Suppose $(Y, {\cal T}, \nu)$ is a measure space and $(X, {\cal S}, \mu_y)$ is a measure space for each fixed $y \in Y$; $\mu_y$ depends on $y$. What can we say about the ${\cal T}-{\cal B}$ measurability of the function $g(y) = \int f d \mu_y$ if we know that $f$ is ${\cal S}-{\cal B}$ measurable?
For any $B \in {\cal B}$, $g^{-1} (B) = \{ y \in Y : g(y) \in B \} = \{ y \in Y : \int f d \mu_y \in B \}$... not sure where to go.

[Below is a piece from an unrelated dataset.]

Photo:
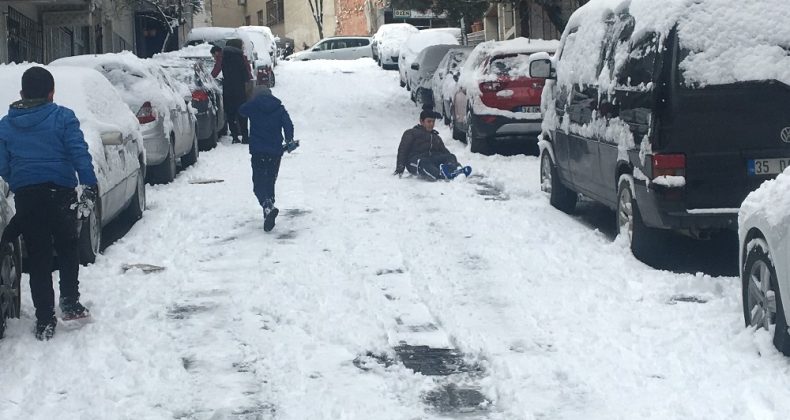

I am asking this question because I am having trouble proving that the product of transition kernel is measurable: https://en.wikipedia.org/wiki/Transition_kernel.
If $\phi_1$ is a transition kernel from $(E, {\cal E})$ to $(X, {\cal X})$ and $\phi_2$ is a transition kerenel from $(X, {\cal X})$ to $(Y, {\cal Y})$, then the product of $\phi_1$ and $\phi_2$ defined as $$\phi_1 \phi_2 (e, A) \equiv \int \phi_1(e, d x) \phi_2(x, A) \equiv \int \phi_2(x, A) d \phi_1(e, \cdot ) \text{ for } e \in E, A \in {\cal Y}$$.
I want to show that for a fixed $A \in {\cal Y}$, $g_A (e) = \int \phi_2(x, A) d \phi_1(e, \cdot )$ is ${\cal E}$ measurable.